In reality though, babies number three and four arrived during the next few years and life took a turn toward the chaotic. My ambitiously-planted gardens were weed-choked by mid-July. I felt guilt and a sense of failure as I looked out of the window at my plot and remembered those Homeschool and Mennonite gardens. To make matters worse, as much as I loved puttering in the dirt on cool summer eves, I despised working in the kitchen. Canning and freezing rarely got done. I was doing well if I could get supper on the table!

I don’t know why it took so long for the light of Simplification to shine upon the garden in my life.

In my readings I came across a quote by Tolkien which said that his ideal would be to farm exactly three square feet of land and to do it perfectly. The light began to dawn. I had been paring back in other areas for years and enjoying the freedom and success it brought. It was only this spring that I stood next to the garden with The Man and his tiller at my side and said, “WE. ARE. DOWNSIZING.” We found a bag of lawn seed in the shed and reduced the size of the garden by 60%. (It was going to be more, but I decided to keep several extra feet for viney things which are so fun to grow.)

So now I have a salad garden. Everything we grow in there is just for fresh eating, so I can work in the garden and not the kitchen! There are flowers for cutting. It is small and achievable for a mom of young children. It is a blessing instead of a burden.
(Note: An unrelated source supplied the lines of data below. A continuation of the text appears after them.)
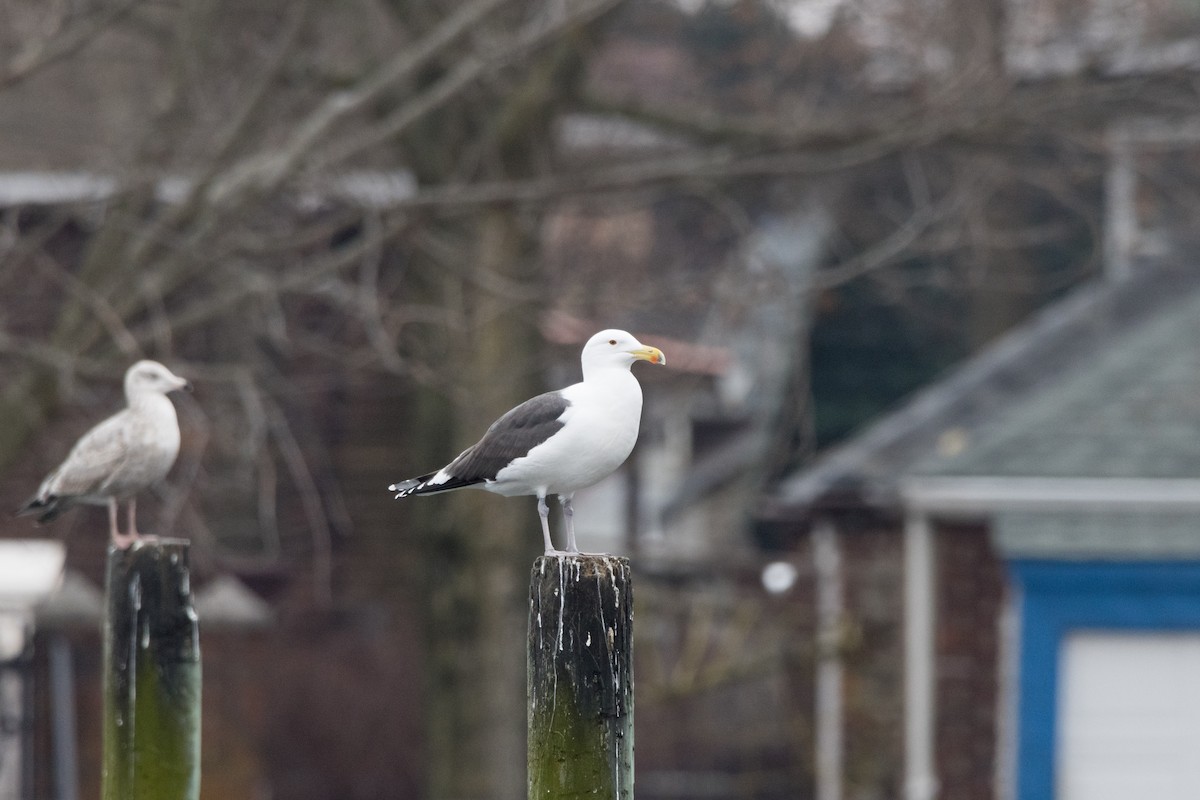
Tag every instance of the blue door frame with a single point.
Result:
(1062, 596)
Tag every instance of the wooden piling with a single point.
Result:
(581, 679)
(151, 673)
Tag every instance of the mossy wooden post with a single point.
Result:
(581, 679)
(151, 743)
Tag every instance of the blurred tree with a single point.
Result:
(294, 197)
It is gardening MY style.

A few varieties that we especially enjoyed in our little plot this year:

Caracas carrots – Cute baby carrots that stayed nicely-shaped and were easy to pull and fun to eat.

Orange Cutie pumpkins – Pretty little 3lb pumpkins with cream streaks. The plants are semi-bush and I was able to fit two of them in the garden, which produced 50 pumpkins! I will use some for autumn decor but they are supposed to make good eating as well.
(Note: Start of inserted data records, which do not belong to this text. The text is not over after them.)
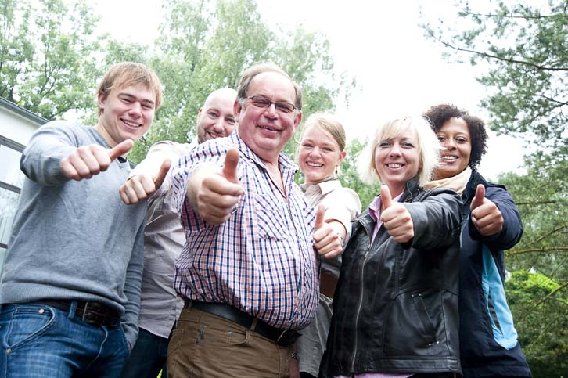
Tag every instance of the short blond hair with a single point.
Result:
(329, 123)
(428, 147)
(126, 74)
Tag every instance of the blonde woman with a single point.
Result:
(320, 153)
(396, 305)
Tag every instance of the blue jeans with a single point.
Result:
(148, 356)
(42, 341)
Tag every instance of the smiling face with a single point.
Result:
(216, 118)
(125, 113)
(397, 160)
(456, 148)
(318, 155)
(266, 130)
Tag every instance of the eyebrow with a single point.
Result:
(144, 100)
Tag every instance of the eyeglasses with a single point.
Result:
(264, 102)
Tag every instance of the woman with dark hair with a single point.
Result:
(491, 224)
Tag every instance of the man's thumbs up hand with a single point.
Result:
(86, 161)
(214, 194)
(139, 187)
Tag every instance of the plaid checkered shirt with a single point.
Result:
(261, 260)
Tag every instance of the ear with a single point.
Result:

Tudor Zinnias – The serendipitous freebie seeds that came with our order. 🙂

 

 

2 Responses

  1. Joy
    Joy September 7, 2014 at 1:22 pm |

    This is how I envision our garden. I don’t plan on canning or freezing, we want just enough to eat fresh and pass some on to neighbors and friends.
    Learning to keep things simple so you can enjoy life rather than spending all your time rushing from one thing to another in order to feel more “proverbs 31”.